OGuardAI
Operations

Performance Benchmarks

Throughput, latency, and scaling measurements for OGuardAI

Measured on a single instance: 1 CPU core (AMD EPYC 7763), 512 MB RAM, Linux 6.1, Rust release build. All numbers collected with wrk2 (constant throughput) over 60-second runs, 100 concurrent connections.

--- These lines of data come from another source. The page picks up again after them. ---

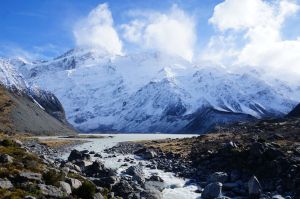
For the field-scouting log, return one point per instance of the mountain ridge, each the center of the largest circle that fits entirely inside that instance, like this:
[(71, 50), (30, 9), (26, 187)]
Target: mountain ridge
[(151, 92)]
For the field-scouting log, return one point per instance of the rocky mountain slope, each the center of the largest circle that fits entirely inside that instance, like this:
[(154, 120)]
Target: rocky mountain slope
[(153, 92), (28, 110)]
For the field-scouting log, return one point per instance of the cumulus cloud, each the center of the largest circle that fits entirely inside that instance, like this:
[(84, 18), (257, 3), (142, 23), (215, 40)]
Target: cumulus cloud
[(172, 33), (97, 31), (258, 24)]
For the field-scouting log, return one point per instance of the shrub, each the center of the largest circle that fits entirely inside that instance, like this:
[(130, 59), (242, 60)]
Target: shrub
[(7, 143), (86, 190), (52, 177)]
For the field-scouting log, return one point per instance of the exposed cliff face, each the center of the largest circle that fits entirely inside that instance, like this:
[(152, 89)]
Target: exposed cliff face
[(21, 114), (295, 112), (28, 110), (152, 92)]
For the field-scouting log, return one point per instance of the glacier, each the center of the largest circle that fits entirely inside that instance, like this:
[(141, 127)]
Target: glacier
[(154, 92)]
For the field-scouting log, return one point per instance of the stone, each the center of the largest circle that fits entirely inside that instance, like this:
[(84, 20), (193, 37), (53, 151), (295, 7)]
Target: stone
[(98, 196), (156, 178), (98, 155), (235, 175), (4, 158), (65, 187), (146, 153), (123, 189), (137, 173), (97, 169), (218, 177), (29, 197), (51, 191), (149, 154), (5, 184), (277, 197), (257, 149), (212, 190), (77, 155), (75, 184), (106, 181), (230, 185), (92, 152), (30, 176), (151, 194), (254, 187), (149, 185)]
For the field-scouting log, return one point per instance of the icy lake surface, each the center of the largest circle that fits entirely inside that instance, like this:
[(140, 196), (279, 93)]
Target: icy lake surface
[(176, 187)]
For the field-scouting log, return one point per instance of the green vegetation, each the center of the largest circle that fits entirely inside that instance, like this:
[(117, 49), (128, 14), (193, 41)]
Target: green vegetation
[(86, 191), (52, 177)]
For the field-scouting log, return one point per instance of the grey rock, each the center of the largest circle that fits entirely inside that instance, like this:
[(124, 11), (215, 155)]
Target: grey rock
[(65, 187), (150, 185), (156, 178), (218, 177), (137, 173), (98, 196), (230, 185), (235, 175), (72, 166), (5, 184), (4, 158), (29, 197), (149, 154), (78, 155), (51, 191), (30, 176), (151, 194), (212, 190), (277, 197), (254, 187), (75, 184)]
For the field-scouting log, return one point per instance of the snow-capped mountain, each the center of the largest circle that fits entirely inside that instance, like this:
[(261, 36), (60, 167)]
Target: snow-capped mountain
[(11, 78), (149, 92)]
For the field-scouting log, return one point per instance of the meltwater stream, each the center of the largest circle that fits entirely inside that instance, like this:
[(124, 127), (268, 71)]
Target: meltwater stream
[(176, 187)]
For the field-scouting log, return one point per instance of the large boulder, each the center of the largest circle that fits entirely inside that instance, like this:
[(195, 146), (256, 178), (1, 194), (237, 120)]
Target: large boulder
[(51, 191), (5, 184), (30, 176), (97, 169), (151, 194), (212, 190), (77, 155), (65, 187), (218, 177), (146, 153), (4, 159), (254, 187), (75, 184), (137, 173), (123, 189)]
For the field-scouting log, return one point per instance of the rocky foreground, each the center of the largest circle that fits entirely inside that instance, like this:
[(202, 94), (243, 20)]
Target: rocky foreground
[(257, 160), (31, 170)]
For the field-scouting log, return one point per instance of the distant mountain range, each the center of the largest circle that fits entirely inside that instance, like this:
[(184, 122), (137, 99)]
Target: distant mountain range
[(29, 110), (147, 92)]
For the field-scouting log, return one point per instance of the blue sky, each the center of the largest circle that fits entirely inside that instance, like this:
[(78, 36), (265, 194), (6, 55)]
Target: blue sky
[(264, 34), (45, 27)]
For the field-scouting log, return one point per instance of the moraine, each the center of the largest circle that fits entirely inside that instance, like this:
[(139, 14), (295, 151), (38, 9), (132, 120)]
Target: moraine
[(175, 186)]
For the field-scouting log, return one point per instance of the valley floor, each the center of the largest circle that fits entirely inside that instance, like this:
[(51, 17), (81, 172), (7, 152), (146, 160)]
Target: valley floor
[(259, 160)]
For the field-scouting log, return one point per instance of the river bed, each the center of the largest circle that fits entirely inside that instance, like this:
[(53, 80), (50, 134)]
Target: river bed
[(176, 188)]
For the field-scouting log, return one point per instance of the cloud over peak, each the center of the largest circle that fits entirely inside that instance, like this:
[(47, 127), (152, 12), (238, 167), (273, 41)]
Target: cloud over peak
[(97, 31), (256, 29), (173, 32)]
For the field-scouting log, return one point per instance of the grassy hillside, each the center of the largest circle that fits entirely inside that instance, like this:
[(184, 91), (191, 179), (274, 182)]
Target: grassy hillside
[(20, 114)]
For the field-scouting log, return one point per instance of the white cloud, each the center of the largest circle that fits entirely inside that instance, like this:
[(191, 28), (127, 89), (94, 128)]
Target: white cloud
[(258, 24), (172, 33), (97, 31)]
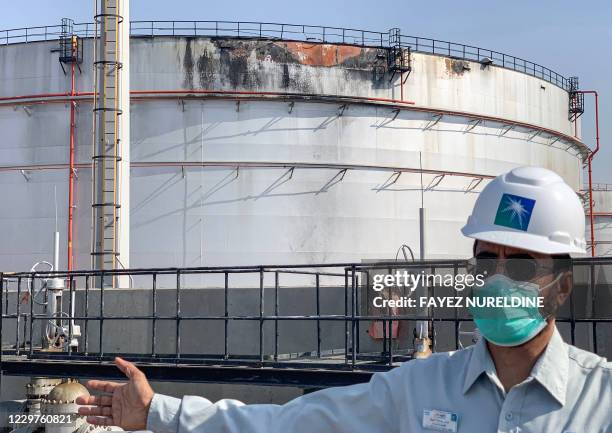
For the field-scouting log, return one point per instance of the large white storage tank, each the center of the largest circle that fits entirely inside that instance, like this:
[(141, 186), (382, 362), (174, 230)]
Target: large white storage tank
[(261, 151)]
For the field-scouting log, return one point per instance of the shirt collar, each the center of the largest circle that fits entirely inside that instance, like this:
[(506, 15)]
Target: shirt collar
[(550, 370), (480, 362)]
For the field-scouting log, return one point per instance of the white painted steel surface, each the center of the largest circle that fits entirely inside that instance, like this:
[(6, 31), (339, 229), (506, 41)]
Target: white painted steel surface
[(191, 216)]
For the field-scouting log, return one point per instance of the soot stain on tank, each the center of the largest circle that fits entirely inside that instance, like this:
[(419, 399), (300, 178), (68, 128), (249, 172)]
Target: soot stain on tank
[(188, 64), (206, 70)]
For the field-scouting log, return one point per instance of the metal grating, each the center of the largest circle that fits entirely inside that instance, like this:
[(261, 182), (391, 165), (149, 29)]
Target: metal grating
[(330, 318)]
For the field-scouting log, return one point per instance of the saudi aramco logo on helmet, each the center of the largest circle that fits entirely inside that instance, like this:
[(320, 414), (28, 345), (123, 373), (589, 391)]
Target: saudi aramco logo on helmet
[(514, 212)]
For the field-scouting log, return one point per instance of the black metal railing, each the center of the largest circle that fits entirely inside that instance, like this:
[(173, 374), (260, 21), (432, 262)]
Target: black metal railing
[(305, 318), (297, 32)]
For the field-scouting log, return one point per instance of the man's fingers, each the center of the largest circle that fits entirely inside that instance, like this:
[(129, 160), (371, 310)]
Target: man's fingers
[(100, 420), (103, 385), (129, 369), (97, 400), (100, 411)]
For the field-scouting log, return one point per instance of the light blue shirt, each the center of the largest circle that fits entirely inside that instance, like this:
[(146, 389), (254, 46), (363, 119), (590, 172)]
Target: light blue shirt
[(568, 391)]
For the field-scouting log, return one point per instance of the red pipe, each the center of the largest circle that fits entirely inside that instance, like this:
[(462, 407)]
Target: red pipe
[(589, 161), (71, 167)]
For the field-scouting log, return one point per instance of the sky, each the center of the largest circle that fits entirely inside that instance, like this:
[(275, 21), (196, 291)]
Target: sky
[(570, 38)]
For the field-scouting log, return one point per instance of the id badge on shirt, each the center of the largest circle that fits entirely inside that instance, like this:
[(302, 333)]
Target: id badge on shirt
[(440, 420)]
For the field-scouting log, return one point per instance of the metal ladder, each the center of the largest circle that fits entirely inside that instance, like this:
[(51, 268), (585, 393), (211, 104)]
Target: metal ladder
[(106, 154)]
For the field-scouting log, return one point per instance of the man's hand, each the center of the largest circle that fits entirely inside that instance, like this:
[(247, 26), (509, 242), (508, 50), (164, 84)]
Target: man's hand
[(125, 405)]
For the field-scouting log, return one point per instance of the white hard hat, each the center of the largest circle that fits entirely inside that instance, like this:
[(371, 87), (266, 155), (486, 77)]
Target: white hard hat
[(529, 208)]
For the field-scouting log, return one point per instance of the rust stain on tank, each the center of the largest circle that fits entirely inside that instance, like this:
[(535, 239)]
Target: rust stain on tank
[(322, 54)]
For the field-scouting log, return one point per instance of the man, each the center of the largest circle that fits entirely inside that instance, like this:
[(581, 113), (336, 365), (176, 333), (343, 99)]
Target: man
[(521, 377)]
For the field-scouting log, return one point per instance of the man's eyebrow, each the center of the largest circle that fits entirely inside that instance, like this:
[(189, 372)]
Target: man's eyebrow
[(521, 256), (487, 254)]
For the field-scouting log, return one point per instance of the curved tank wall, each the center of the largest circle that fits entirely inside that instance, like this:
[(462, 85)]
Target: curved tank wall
[(261, 152)]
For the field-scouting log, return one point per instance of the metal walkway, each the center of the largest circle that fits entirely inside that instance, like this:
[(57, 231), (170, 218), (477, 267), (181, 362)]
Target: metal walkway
[(335, 322)]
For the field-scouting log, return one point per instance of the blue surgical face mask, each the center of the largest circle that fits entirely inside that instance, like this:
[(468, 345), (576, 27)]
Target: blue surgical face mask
[(508, 326)]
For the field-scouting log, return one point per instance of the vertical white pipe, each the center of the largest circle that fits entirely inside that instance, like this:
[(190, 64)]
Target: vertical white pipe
[(56, 251), (422, 325), (123, 235)]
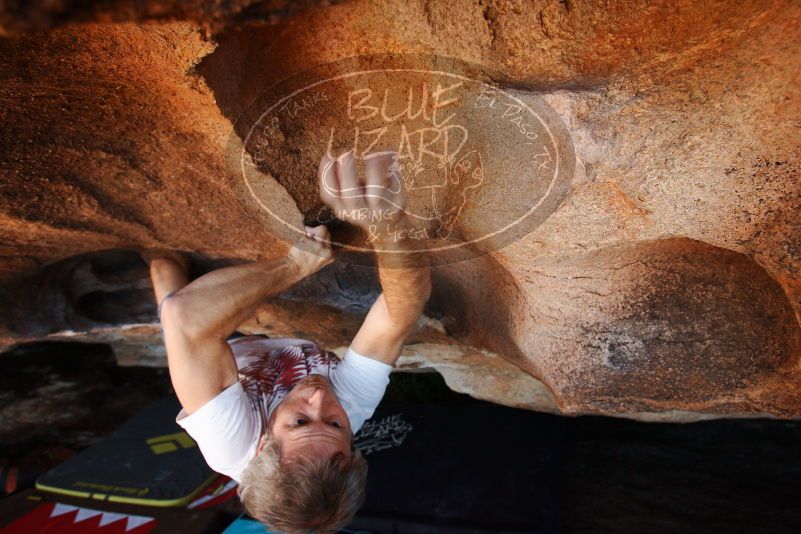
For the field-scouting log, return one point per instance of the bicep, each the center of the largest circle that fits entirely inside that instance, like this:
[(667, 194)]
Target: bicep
[(380, 336), (200, 368)]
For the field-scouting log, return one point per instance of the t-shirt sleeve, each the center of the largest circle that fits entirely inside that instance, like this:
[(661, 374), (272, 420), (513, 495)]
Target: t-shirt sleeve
[(359, 383), (226, 429)]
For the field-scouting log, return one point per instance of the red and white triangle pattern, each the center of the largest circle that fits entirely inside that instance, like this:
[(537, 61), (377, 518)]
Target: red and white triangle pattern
[(69, 519)]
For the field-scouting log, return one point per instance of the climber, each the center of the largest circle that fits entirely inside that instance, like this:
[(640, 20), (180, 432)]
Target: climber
[(279, 415)]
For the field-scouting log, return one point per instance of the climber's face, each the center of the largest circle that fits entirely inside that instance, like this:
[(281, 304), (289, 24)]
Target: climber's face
[(311, 422)]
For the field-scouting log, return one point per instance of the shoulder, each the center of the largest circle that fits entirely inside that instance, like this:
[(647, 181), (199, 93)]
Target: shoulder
[(226, 429)]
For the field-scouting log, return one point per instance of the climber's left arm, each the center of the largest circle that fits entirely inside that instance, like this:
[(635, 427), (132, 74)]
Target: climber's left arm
[(197, 318)]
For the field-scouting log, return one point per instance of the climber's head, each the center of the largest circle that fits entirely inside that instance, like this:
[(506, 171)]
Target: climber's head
[(307, 474)]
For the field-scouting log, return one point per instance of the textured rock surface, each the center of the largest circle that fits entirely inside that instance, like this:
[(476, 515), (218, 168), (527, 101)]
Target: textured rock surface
[(667, 284)]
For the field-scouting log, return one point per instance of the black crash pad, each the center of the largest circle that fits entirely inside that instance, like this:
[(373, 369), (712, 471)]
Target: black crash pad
[(467, 468)]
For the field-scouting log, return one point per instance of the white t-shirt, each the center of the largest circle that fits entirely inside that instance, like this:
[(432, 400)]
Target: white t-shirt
[(228, 427)]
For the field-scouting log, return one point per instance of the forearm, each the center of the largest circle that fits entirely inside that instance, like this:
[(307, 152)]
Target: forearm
[(405, 276), (215, 304)]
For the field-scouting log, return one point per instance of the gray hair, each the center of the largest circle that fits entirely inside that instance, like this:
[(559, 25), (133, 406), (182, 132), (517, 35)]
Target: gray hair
[(306, 495)]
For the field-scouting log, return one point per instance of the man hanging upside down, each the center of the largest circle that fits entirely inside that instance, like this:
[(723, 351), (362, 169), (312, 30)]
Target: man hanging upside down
[(279, 415)]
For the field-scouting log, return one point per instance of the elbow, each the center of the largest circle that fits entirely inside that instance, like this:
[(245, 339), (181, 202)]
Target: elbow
[(177, 317)]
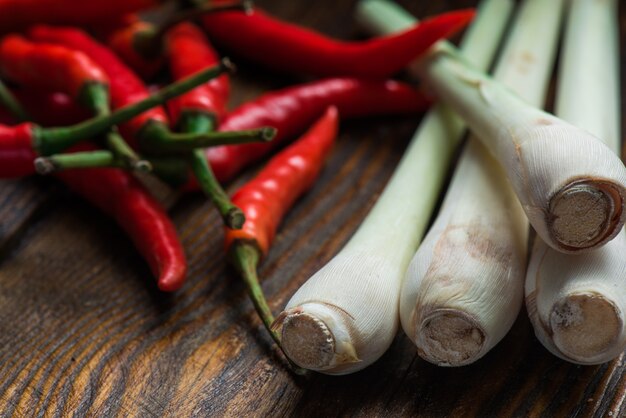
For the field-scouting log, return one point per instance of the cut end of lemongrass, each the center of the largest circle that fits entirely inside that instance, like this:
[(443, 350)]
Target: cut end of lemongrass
[(448, 337), (585, 326), (586, 214), (315, 337), (44, 166)]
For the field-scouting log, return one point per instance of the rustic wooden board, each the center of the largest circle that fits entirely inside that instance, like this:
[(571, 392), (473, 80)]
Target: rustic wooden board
[(84, 332)]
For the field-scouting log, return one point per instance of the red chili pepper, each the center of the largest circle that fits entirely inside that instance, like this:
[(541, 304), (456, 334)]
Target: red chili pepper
[(268, 196), (125, 86), (18, 14), (140, 44), (293, 49), (189, 51), (291, 109), (122, 197), (265, 199), (53, 67), (51, 109), (200, 110), (151, 127), (19, 144), (124, 42), (16, 150)]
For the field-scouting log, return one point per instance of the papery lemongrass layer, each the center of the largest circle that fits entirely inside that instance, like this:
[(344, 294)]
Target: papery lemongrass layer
[(346, 315), (464, 287), (577, 303), (571, 185)]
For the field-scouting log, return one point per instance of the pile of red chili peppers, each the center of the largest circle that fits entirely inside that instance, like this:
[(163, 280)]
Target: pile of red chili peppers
[(59, 75)]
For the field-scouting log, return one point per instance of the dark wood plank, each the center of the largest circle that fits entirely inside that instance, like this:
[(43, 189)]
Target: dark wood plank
[(84, 332)]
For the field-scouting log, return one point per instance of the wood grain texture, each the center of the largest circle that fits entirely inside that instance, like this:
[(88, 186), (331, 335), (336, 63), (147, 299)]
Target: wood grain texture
[(84, 331)]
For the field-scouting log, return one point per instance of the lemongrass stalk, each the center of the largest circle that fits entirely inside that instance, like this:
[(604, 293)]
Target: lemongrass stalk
[(570, 184), (577, 303), (464, 288), (346, 315)]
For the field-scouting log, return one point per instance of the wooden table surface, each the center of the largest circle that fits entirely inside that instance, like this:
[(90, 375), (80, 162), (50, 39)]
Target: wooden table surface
[(84, 331)]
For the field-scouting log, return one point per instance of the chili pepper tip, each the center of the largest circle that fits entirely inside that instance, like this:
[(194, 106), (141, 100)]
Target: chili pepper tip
[(44, 166), (268, 133), (235, 218)]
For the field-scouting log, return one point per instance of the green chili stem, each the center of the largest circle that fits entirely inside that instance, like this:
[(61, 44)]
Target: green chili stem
[(156, 138), (200, 123), (54, 140), (173, 171), (245, 258), (124, 152), (10, 102), (87, 159), (95, 97)]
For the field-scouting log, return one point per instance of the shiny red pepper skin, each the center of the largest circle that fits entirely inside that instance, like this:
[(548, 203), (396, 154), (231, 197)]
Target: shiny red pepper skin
[(18, 14), (16, 150), (292, 109), (266, 198), (115, 192), (51, 108), (122, 197), (122, 41), (292, 49), (47, 66), (189, 51), (125, 86)]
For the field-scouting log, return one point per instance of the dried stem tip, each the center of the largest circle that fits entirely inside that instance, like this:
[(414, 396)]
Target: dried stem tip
[(586, 213), (574, 323), (448, 337), (316, 336)]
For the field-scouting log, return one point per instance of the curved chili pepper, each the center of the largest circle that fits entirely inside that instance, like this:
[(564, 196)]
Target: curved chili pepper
[(50, 108), (151, 129), (125, 86), (293, 49), (200, 110), (126, 42), (55, 68), (189, 51), (18, 14), (139, 44), (19, 144), (291, 109), (266, 199), (122, 197)]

Throughput (operations/sec)

OperationBuiltin OnlyBuiltin + NERNotes
Transform (single)2,80045NER bound by sidecar round-trip
Rehydrate (single)12,00012,000No external calls
Detect (single)3,20050Same detection path as transform
Batch transform (10 items)1,400 batches/s30 batches/sPer-batch, not per-item
Batch transform (50 items)350 batches/s15 batches/sPer-batch, not per-item

Latency by Operation (builtin-only mode)

Operationp50p95p99
Transform0.8 ms2.1 ms4.2 ms
Rehydrate0.06 ms0.3 ms0.7 ms
Detect0.7 ms1.8 ms3.9 ms
Session seal0.05 ms0.08 ms0.12 ms
Session unseal0.05 ms0.08 ms0.12 ms

Latency by Payload Size (builtin-only transform)

PayloadSizeEntitiesp50p95p99
SmallUnder 500 chars1-30.4 ms1.2 ms2.8 ms
Medium1-5 KB5-150.9 ms2.5 ms5.1 ms
Large10-100 KB20-803.2 ms8.4 ms14 ms

Latency by Payload Size (builtin + NER transform)

PayloadSizeEntitiesp50p95p99
SmallUnder 500 chars1-518 ms65 ms130 ms
Medium1-5 KB8-2545 ms120 ms190 ms
Large10-100 KB30-100110 ms350 ms680 ms

NER latency is dominated by the Python sidecar (GLiNER model inference + network round-trip). Rehydrate latency is identical in both modes since it performs local string replacement only.

Builtin vs. Builtin + NER: Impact Summary

MetricBuiltin OnlyBuiltin + NEROverhead Factor
p50 transform0.8 ms45 ms~56x
p99 transform4.2 ms190 ms~45x
Throughput2,800 ops/s45 ops/s~62x fewer
Entity types1518+person, company, location

The overhead comes entirely from the NER sidecar. If NER is configured but unavailable, each request incurs a 5-second timeout before falling back to builtin-only detection.

Horizontal Scaling

InstancesBuiltin ThroughputBuiltin + NER Throughput
12,800 ops/s45 ops/s
25,500 ops/s88 ops/s
411,000 ops/s170 ops/s
822,000 ops/s340 ops/s

Scaling is near-linear. Each instance is stateless (sealed session blobs travel with requests). NER scaling requires proportional NER sidecar instances.

Memory Footprint

ComponentMemory
Base server process18 MB
Per active request overhead~50 KB
Per entity in session blob~200 bytes
Session blob (100 entities)~20 KB
Session blob (1,000 entities)~200 KB
Regex pattern cache (15 builtin types)~2 MB
Peak under 100 concurrent requests~35 MB

The Rust runtime has no garbage collector pauses. Memory usage is stable under sustained load.

Methodology

  • Tool: wrk2 with constant-throughput mode, lua scripts for POST payloads.
  • Payloads: Synthetic text with realistic PII density (emails, phones, SSNs, IBANs).
  • Warm-up: 10-second warm-up discarded before measurement.
  • NER sidecar: Single GLiNER instance on same host, 1 CPU core, 1 GB RAM.
  • Repeated: Each benchmark run 3 times; median values reported.
  • No sampling: All requests measured, not sampled.

Numbers will vary with hardware, payload composition, and NER model size. Use these as baseline expectations for capacity planning. Run the included benchmark suite (cargo bench -p guardai-perf) against your own infrastructure for production estimates.